Pada pemungutan suara pembahasan UU No 7 Tahun 2017 Tentang Pemilu dan Perppu No 2 Tahun 2017 Tentang Ormas. PAN mengambil langkah politik berbeda dengan anggota koalisi KPPP lainnya.
PAN menolak opsi yang ditawarkan dalam dua produk regulasi usulan pemerintah. Akibatnya, PAN mendapat kritik dari internal koalisi. Bahkan muncul desakan agar JKW-JK melakukan perombakan kabinet dengan mencopot wakil PAN di Kabinet Kerja.
Meski mengalami penurunan, tingkat disiplin fraksi koalisi pemerintah era JKW-JK dapat dikatakan lebih baik jika dibandingkan dengan era pemerintahan sebelumnya, meskipun tetap harus menjadi perhatian.
“Coba kita bandingkan tingkat disiplin fraksi DPR pada masa pemerintahan SBY-Boediono.

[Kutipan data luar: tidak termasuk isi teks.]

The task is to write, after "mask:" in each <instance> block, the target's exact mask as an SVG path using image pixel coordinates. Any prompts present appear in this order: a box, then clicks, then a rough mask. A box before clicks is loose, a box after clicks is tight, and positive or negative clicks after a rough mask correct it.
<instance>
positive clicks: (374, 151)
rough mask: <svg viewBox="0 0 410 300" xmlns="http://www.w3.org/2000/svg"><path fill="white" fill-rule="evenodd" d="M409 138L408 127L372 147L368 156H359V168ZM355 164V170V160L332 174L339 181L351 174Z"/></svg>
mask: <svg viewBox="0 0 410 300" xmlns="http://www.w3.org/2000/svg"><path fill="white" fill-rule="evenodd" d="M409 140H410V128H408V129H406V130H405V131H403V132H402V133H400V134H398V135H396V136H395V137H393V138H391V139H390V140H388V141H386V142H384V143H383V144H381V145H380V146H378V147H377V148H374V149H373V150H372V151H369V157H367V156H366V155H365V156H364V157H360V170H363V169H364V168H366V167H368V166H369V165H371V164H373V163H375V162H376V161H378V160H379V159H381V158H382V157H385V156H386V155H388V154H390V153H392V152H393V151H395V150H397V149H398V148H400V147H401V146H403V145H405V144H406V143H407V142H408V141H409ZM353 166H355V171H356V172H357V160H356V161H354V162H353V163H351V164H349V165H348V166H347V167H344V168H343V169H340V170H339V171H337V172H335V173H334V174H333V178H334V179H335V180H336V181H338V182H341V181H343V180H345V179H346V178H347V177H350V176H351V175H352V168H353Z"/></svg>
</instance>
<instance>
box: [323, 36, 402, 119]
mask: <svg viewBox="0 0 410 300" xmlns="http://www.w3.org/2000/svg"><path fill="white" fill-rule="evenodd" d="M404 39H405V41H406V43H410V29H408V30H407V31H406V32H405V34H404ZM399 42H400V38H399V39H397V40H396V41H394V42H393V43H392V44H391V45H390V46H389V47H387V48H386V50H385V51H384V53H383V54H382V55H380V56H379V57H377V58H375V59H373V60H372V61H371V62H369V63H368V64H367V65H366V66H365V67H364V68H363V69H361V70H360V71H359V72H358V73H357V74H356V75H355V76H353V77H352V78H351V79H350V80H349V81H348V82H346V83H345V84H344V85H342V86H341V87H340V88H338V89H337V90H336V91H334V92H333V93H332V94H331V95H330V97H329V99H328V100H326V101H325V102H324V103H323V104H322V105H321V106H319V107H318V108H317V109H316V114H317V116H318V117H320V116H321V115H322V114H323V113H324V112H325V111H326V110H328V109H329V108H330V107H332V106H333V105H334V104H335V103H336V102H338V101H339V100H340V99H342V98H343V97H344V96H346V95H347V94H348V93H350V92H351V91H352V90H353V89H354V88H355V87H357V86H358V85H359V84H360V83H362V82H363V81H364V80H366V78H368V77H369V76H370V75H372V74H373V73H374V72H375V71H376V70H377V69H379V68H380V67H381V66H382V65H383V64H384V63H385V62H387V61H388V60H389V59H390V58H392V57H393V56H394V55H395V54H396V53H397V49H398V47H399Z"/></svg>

Apakah fraksi-fraksi partai pendukung pemerintah memiliki tingkat disiplin koalisi yang tinggi. Terutama pada isu krusial seperti kenaikan harga BBM,”
Kata August.
Pengambilan keputusan kenaikan harga Bahan Bakar Minyak (BBM), koalisi SBY-Boediono yang didukung oleh enam parpol, Partai Demokrat, Golkar, PAN, PKB, PPP, dan PKS memiliki 423 atau setara dengan 75,54 persen kursi di DPR.
Namun pada saat pengambilan keputusan, Partai Golkar dan PKS menyatakan tidak setuju dengan opsi kenaikan harga BBM. Berdasarkan pengukuran Rice Index koalisi SBY-Boediono pada isu kenaikan BBM, menghasilkan nilai 22.93 persen. Dengan hasil pengukuran berdasarkan indeks tersebut, maka masuk kategori tidak ada disiplin koalisi dalam koalisi era SBY-Boediono.
Ujian Tahun Politik Joko Widodo 2018 dapat dikatakan sebagai tahun politik. Setidaknya ada perhelatan politik yang bakal menyedot energi besar parpol.
Pertama, Pilkada serentak 2018 di 171 daerah yang terdiri dari 17 Pilgub, 39 Pilwakot, dan 115 Pilbub. Kedua, pembahasan UU MPR, DPR, DPD, dan DPRD (UU MD3) dan UU Parpol. Dapat diprediksi, hasil kedua perhelatan politik di atas akan berdampak langsung dengan konstelasi politik dan peta koalisi menjelang Pilpres 2019.
Dari hasil kontestasi Pilkada serentak 2018, akan diperoleh peta kekuatan masing-masing Parpol. Partai mana saja yang menguasai wilayah dengan basis pemilih yang besar serta berapa jumlah daerah yang berhasil dimenangkan, akan menjadi modal berharga terlebih lagi pada momen Pemilu serentak 2019.
“Hasil Pilkada 2018. Menjadi acuan dalam menghitung peta kekuatan masing-masing parpol”
Sedangkan hasil pembahasan UU MD3 dan UU Parpol, menurut August, akan menentukan preferensi politik Joko Widodo dalam membangun koalisi Pilpres mendatang. Apakah koalisi yang dia bangun masih efektif atau tidak?
Peta politik saat pengambilan keputusan dua regulasi tersebut akan menjadi penentu. Apakah hasil Rice Index akan turun, stagnan, atau naik. Ujian terakhir bagi Joko Widodo atas infrastruktur politik yang telah dibangun.